One special Purim tradition is baking hamantaschen, the three-cornered cookie often filled with poppyseed, jam, or chocolate. Bake them with us in this video with local Los Angeles hamantaschen maven Debbie Pearlman and Melton's Director of Programming and Travel Initiatives Andrea Gardenhour! Recipe and more about Debbie below.

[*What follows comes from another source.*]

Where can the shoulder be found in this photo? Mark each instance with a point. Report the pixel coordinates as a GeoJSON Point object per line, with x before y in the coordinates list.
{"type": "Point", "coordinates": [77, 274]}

Grandma Anne's Hamantaschen
2 cups flour
½ cup sugar
½ teaspoon salt
2 teaspoons baking powder
2 eggs, beaten
1 stick butter, cut into small pieces
Put all dry ingredients in a food processor and pulse to combine. Add butter. Pulse until dough resembles corn meal. Add eggs and pulse until dough comes together. Turn dough out onto floured work surface and knead until it forms a ball. Wrap in plastic wrap and let chill 20 minutes.
2 cups dried apricots
1 cup water
1/4 cup orange juice
1 tablespoon lemon juice
pinch of salt
Put all ingredients in a saucepan and cook apricots until very soft, about 30 minutes. Mash with potato masher. You can sub the apricots for pitted prunes, dried cherries, or any other dried fruit you want.
When dough is ready to use, roll out with rolling pin (you may need to add flour until it's easy to roll out). Cut out circles (use a water glass) and fill, then fold into triangles.
Bake on cookie sheet at 375 degrees for 20-25 minutes.
Debbie is a local Los Angeles treasure, well known for her delicious baked goods and especially her hamantaschen, which she makes and sells about 500 of each year. Here is her story.
My family hails from Rhodes by way of the Belgian Congo (now the Democratic Republic of the Congo). When my mother came to America in 1958, she met her husband, a Jew from Alabama, and the family settled in Atlanta and then Los Angeles. My mom cooked us the Sephardi dishes of her heritage – I think she wanted to feel closer to her family who was so far away. I'm so glad she fed us these memories, and those dishes are my comfort food to this day. My sister and I have made sure to learn how to make all the recipes. It seems like not too many people can make that food anymore, so we are doing our part to keep it going. So, I didn't grow up with conventional American Jewish food like kugel, gefilte fish or even hamantaschen! But my husband, Steve, is Ashkenazi, from Portland, Oregon. Both of his grandmothers were wonderful cooks, and we have integrated Steve's Ashkenazi comfort food into our Jewish holiday meals. Alongside the Sephardic burekas and keftes we have the Ashkenazi cherry-wine Jello and Shabbat chicken. The hamantaschen recipe shared here is from Steve's Grandmother Anne Pearlman. No one in the family knows its origins. They think she made it up, which wouldn't surprise me a bit. I started making the hamantaschen about 15 years ago when my kids were young. They really are the best - soft and buttery cookie with delicious fillings. Enjoy!